Dans le camping de Vizille, j’ai fait la connaissance de plusieurs personnes dont des couples qui participaient à l’épreuve en deux jours. Le faisant en une journée, je me sentais un peu seul depuis l’abandon de Laurent. Il y avait Patrick mais je savais qu’il voulait « carburer » dès le départ, ce qui ne me convenait pas. Un matin, le destin m’a joué un autre tour mais positif cette fois. Une personne inattendue est venue me voir, c’était mon ami Dominique Lamouller qui me cherchait dans le camping sachant que j’étais là par un ami commun. Il participait aussi à l’épreuve en une journée et nous avons décidé de partir ensemble.
Le jour « J » à trois heures pile du matin, avec une météo parfaite et une motivation déjà au sommet, nous étions positionnés devant un peloton consistant. J’ai essayé de trouver Patrick mais la nuit était trop sombre pour le voir. Il me doublera certainement pendant la montée du premier col (la Croix de Fer). À trois heures et une minute, nous avons démarré (un peu avant le départ officiel) mais le peloton nous a rapidement rattrapé. Nous sommes restés en tête pendant une trentaine de kilomètres avec un train assez rapide.

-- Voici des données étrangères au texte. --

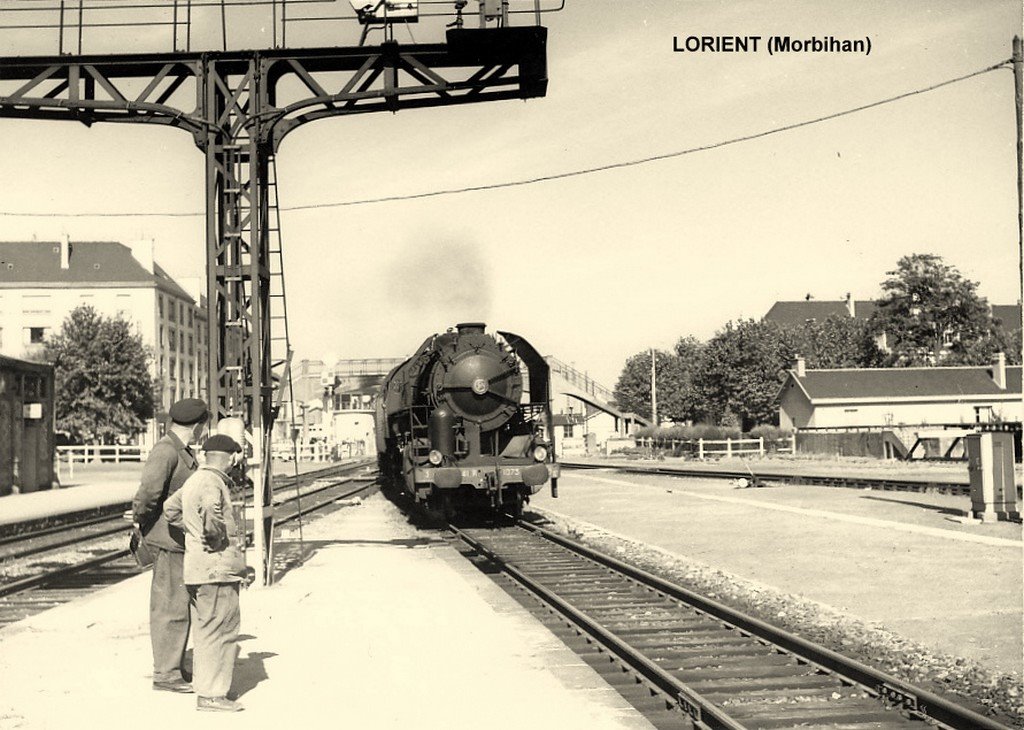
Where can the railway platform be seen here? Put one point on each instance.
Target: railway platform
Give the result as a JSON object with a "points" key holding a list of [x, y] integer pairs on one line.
{"points": [[902, 561], [371, 624], [96, 486]]}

Juste avant d’attaquer le col de la Croix de Fer, j’ai préféré ralentir légèrement et reprendre le rythme de croisière trouvé pendant les séances d’entrainement montagnardes. Mon ami Dominique (bon grimpeur) m’a lentement distancé mais je l’ai quand même revu quelques secondes au sommet du col. Sur les 25 km d’ascension, la pente variait de 7 à 14 %. Il fallait alterner entre la position assise et la danseuse pour se protéger les reins et éviter la lassitude. Pendant les cinq derniers kilomètres, les marmottes proches de la route nous encourageaient de leur sifflements aigus, et les chercher du regard nous faisait oublier les pourcentages.
Arrivé au col, j’étais encore très frais et je voyais déjà quelques coureurs rebrousser chemin, ceux qui ont mal géré leurs efforts. Un de mes amis a abandonné par manque de préparation alors qu’il venait de faire les 2 derniers Paris-Brest-Paris.
Mon copain Dominique partait déjà pour le prochain col (col du Mollard) mais je l’ai laissé partir. Après m’être bien restauré et profité de la convivialité ambiante, j’attaquais la descente. Assez rapidement, le col du Mollard nous à présentait ces pentes. À peu près à mi-distance du sommet, sans aucun signe préalable, ma chaîne s’est brusquement cassée et j’ai failli perdre l’équilibre pour la rejoindre sur la route. A ce moment-là, on se pose beaucoup de questions, la chute de Laurent et éventuellement mon abandon…les montagnards en dérives…c’est là qu’il faut rester positif, plus ce sera difficile et plus la réussite sera belle !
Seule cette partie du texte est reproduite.